In March, Defense Secretary Chuck Hagel announced that in light of renewed North Korean belligerence, including long-range missile testing in violation of international sanctions, the United States will beef up its missile-defense system to protect American cities.
The Defense Intelligence Agency has confirmed it believes Pyongyang has a nuclear weapon small enough to place on a missile. The damage from a missile carrying a nuclear warhead, is unimaginable. The United States already has homeland-defense sites in Alaska and in California; these mainly defend against potential North Korean missiles, which would enter US airspace from the West.
But what about Iran? It continues to develop its missile program and to defiantly move toward a nuclear-weapons capability even in the face of sanctions. And an Iranian long-range missile would enter US airspace from the East. The current missile-defense system provides some protection from missiles headed toward the East Coast, but the country needs another site to give our military more chances and another angle to successfully intercept a missile headed to U.S. from Iran.

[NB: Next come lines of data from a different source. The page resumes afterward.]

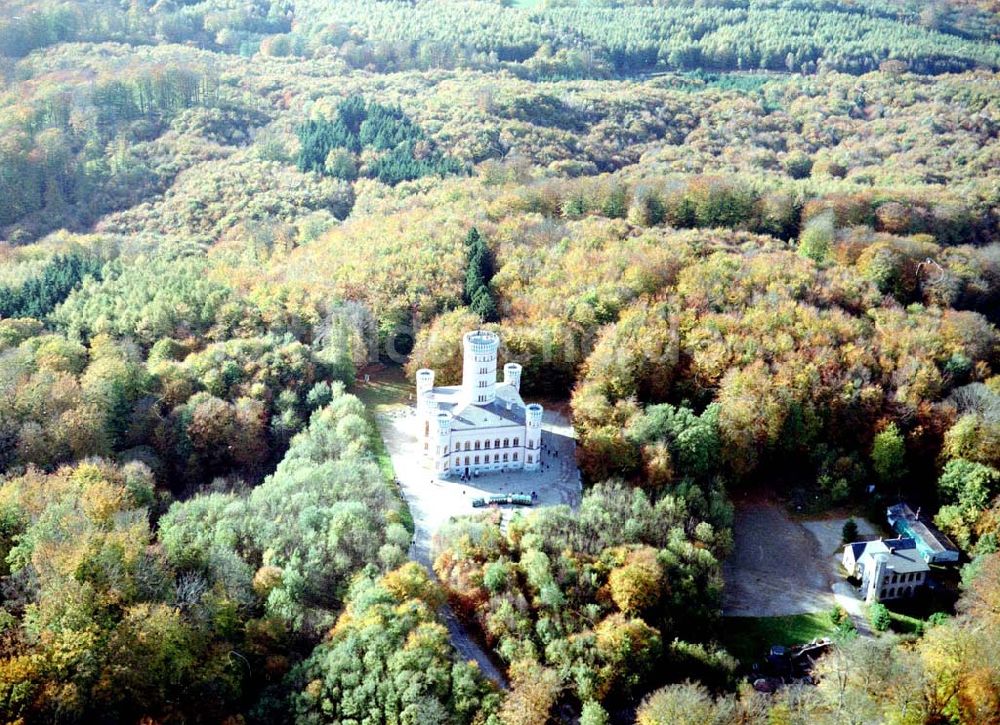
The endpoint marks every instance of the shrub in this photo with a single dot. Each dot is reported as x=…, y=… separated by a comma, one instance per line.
x=878, y=615
x=850, y=531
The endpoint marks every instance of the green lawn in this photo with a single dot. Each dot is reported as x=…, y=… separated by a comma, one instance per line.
x=748, y=638
x=388, y=389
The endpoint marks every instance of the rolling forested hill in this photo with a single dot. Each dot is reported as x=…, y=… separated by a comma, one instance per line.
x=747, y=240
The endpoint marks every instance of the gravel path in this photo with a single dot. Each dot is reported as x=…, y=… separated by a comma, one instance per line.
x=780, y=566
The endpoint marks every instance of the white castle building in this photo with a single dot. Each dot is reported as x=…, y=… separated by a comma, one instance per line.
x=480, y=425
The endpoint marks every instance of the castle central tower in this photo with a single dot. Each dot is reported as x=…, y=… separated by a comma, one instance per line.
x=479, y=371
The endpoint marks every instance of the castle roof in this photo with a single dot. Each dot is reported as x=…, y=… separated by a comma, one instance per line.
x=506, y=411
x=901, y=558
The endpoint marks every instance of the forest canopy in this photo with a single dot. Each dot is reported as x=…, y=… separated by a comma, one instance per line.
x=741, y=245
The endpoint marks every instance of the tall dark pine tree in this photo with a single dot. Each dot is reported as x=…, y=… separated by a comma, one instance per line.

New York’s Fort Drum is considered a leading contender for this prestigious responsibility. Its location in relation to where enemy missiles would be headed makes it ideal, which is why the Pentagon selected it as the new site for a data center to help track such missiles. As Sen. Schumer wrote in a letter to the White House: “Should military experts determine that a new system on the East Coast is necessary, workable and cost effective, Fort Drum and Griffiss Air Force Base are uniquely capable for the job. . . A federal investment for missile interceptors in Upstate New York could create thousands of jobs and significant revenue in local communities, just as similar missile-defense systems have in California and Alaska.”